Lately, there seem to have been a lot of seemingly unrelated items that I jotted down in an effort to put together an interesting post. Some of these items were tossed out, and some might be worth writing about in the future. Two of them did seem to go together, and I’m sure that pondering their meaning will result in future trophies and prize money. The two words are relax and subtlety.
First, on the subject of playing relaxed – FOR GOD’S SAKE RELAX! I find the best method for getting players to relax is to yell at them. Simply reading the all caps sentence repeatedly is bound to boost your rating fifty points. Okay, we all know we are supposed to play better when we are relaxed, but some players tend not to relax in everyday life, much less in competition. There’s no need to change your personality, or resort to drug use. Relaxing in table tennis starts with loosening up your grip on your racket. Next, you do need to relax your wrist, arms, and shoulders. The muscles that will add power to your loops are mostly in your lower body. Attempting to make strong shots without relaxing results in worsening results with each stroke.

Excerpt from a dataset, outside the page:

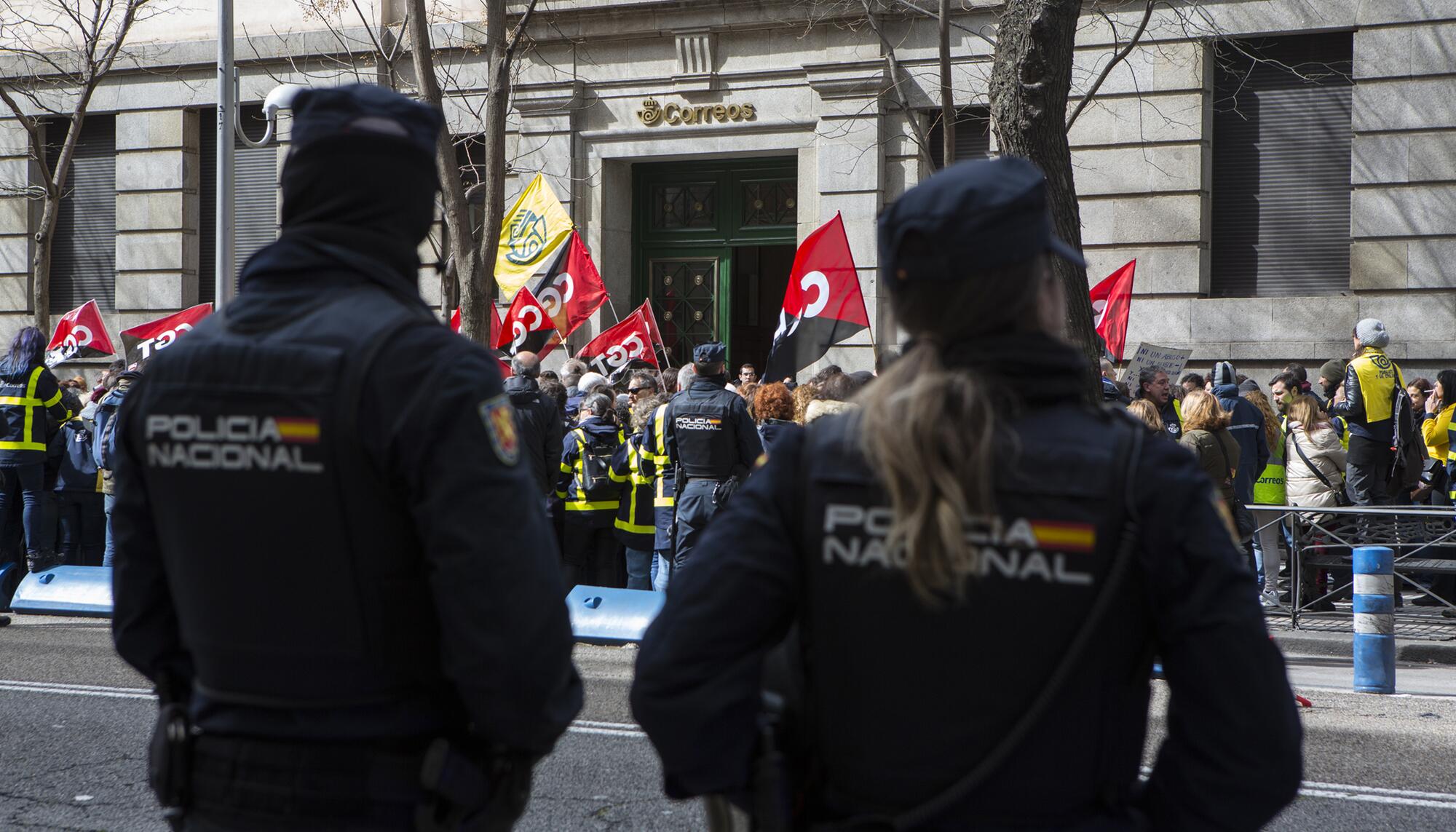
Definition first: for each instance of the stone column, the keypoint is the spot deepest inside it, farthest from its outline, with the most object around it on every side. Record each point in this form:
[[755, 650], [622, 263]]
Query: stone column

If you can start to relax, you may find that your shots take on a unique quality of subtlety.
Subtle – a change or distinction so delicate as to be difficult to analyze or describe.

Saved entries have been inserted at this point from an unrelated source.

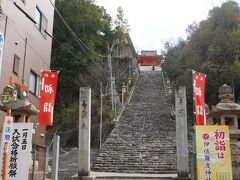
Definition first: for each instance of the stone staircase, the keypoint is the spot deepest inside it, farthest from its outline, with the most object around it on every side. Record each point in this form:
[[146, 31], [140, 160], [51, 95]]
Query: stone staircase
[[143, 140]]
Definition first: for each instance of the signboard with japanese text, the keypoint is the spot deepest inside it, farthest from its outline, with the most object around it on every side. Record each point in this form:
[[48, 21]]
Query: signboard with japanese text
[[213, 153], [48, 90], [199, 97], [19, 151], [7, 129]]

Have you ever played an opponent who seemed to be able to effortlessly add energy to the ball. A table tennis ball weighs less than three grams. It shouldn’t be surprising that shots that are finely brushed are often far more effective than those that are hammered. The subtle shot is precise. Not only is it precise in it’s placement, but precise in the level of speed and spin. The subtly spun ball is not easy to counter or block. The differing amounts of spin and speed require far more concentration to return than a ball that is simply hit hard.
It is impossible to execute subtle shots without a relaxed body. Once you start to see how effective subtlety can be, relaxing might start to seem more natural. These thoughts on relaxation have come from watching players struggle to loop shots, only to succeed when they finally learn to smoothly complete the stroke. Subtlety is a often overlooked skill. All of the best players play with finesse and subtlety. It’s definitely something to think about.
2 Replies to “Semi Brilliant Thoughts From a Table Tennis Think Tank”
I always look forward to your blog posts. I often try to change my intensity by whistling different songs some to relax more and sometimes to increase my intensity and focus.
So, my question is, is whistling during match/tournament play, not while the ball is in play, legal?
It’s probably legal But, try to switch tunes occasionally, for the sake of the neighboring tables.